次の画面では、APIコントローラー-空を選択して、追加ボタンをクリックします。さらにファイル名(Covid19Controller.cs)を入力して、追加ボタンをクリックします。追加されるファイルは、ControllerBaseクラスを継承した、Web APIのコントローラークラスです。クラスの内容を次のように変更します。
~略~ [ApiController] [Route("api/[controller]")] public class Covid19Controller : ControllerBase { static readonly HttpClient Client = new HttpClient(); // 外部APIのJSONデータ参照用クラス private class Prefecture { ~略~ } ~略~ [Route("Prefectures")] public IEnumerable<PrefectureList> GetPrefectures() { // JSONデータをPrefectureオブジェクトの配列に変換する(1) var prefecture = Client.GetFromJsonAsync<Prefecture[]>( "https://covid19-japan-web-api.now.sh/api/v1/prefectures").Result; var list = new List<PrefectureList>(); foreach (Prefecture p in prefecture) { // PrefectureListオブジェクトに変換する(2) list.Add(new PrefectureList { Name_ja = p.name_ja, Pcr = p.pcr, Cases = p.cases, Deaths = p.deaths, Hospitalize = p.hospitalize, Severe = p.severe, Population = p.population }); } return list; } } ~略~
都道府県毎の感染者数APIからは、次のようなJSONデータが返却されるので、GetFromJsonAsyncメソッドを使って、いったんC#のオブジェクト(Prefecture[])に変換します(1)。
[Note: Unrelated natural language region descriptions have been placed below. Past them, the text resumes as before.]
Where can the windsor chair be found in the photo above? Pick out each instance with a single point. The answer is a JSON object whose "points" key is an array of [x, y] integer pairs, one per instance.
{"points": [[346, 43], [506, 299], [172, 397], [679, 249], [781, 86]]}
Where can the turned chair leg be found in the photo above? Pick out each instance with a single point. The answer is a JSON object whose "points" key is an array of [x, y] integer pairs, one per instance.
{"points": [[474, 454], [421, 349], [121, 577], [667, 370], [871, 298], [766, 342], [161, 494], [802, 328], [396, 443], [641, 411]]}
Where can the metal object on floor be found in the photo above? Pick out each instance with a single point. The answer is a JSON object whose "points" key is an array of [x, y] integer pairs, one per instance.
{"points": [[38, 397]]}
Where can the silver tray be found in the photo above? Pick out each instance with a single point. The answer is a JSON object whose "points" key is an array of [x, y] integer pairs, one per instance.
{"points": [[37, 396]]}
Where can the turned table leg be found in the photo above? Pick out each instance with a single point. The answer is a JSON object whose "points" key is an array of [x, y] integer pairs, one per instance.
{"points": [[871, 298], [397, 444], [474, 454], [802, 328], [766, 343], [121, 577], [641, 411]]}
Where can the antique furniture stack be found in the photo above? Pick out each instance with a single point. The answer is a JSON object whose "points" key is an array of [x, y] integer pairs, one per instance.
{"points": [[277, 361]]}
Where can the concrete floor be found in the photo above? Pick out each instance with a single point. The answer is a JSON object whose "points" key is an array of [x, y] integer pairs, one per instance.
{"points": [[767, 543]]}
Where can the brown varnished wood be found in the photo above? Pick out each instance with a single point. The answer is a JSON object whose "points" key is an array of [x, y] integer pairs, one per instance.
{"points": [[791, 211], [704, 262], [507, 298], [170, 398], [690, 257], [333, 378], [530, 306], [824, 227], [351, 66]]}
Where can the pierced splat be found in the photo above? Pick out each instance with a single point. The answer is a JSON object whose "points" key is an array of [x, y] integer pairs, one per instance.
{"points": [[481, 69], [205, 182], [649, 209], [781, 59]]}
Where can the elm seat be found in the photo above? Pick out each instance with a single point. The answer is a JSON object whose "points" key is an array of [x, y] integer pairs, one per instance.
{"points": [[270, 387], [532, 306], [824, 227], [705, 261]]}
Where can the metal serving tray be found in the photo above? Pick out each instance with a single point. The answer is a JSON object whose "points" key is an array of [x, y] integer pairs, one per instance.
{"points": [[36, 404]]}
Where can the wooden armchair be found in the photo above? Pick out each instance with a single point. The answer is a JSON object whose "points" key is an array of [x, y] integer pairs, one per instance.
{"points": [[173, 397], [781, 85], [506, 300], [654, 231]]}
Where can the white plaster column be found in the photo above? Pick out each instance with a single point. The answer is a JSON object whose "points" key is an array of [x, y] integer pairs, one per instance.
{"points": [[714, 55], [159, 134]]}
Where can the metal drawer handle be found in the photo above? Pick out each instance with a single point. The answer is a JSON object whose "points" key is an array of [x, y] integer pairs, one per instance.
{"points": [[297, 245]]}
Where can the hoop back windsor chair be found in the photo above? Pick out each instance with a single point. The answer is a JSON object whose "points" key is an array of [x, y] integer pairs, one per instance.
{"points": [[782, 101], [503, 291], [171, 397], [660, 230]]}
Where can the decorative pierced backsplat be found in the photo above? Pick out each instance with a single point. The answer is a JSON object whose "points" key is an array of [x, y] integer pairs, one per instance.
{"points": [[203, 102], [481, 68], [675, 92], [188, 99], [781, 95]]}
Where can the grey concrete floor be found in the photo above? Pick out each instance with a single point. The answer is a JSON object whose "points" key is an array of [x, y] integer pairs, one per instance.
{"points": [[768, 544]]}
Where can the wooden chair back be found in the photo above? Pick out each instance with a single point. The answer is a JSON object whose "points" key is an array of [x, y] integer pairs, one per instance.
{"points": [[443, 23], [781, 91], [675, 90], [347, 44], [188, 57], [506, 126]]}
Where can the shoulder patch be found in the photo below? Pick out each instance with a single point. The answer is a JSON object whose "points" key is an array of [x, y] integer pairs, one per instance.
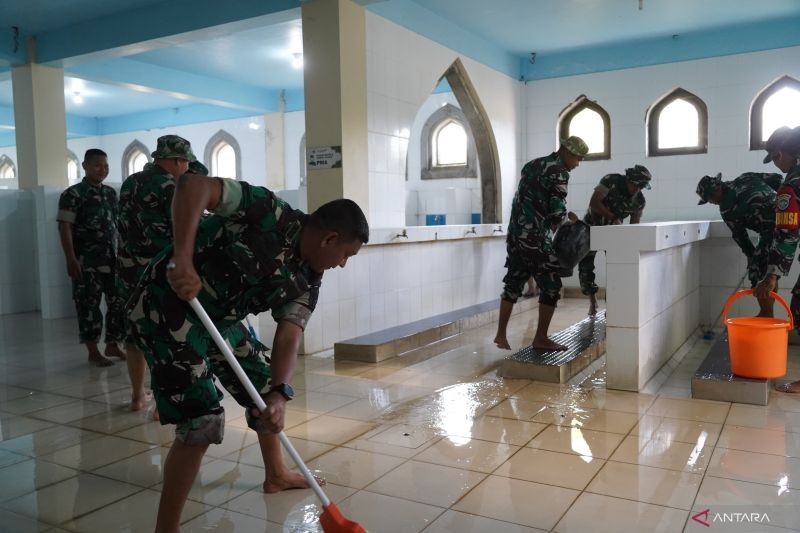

[ { "id":1, "name_ja":"北海道", "name_en":"Hokkaido", "lat":43.46722222, "lng":142.8277778, "population":5248552, "last_updated":{ ~略~ }, "cases":18674, "deaths":647, "pcr":361220, "hospitalize":798, "severe":13, "discharge":17229, "symptom_confirming":0 }, ~略~
その後に必要なデータのみを参照して、PrefectureListオブジェクトに変換します(2)。
Prefectureクラスは、一時的にJSONデータを保持するためのエンティティクラスで、Visual Studioの機能を利用して作成可能です。このAPIのURLをブラウザ等でアクセスし、得られたJSONデータをコピーします。そして、Visual Studioの編集メニューから、[形式を選択して貼り付け]-[JSONをクラスとして貼り付ける]を選ぶと、JSONデータの内容に応じたエンティティクラスが自動で生成できます。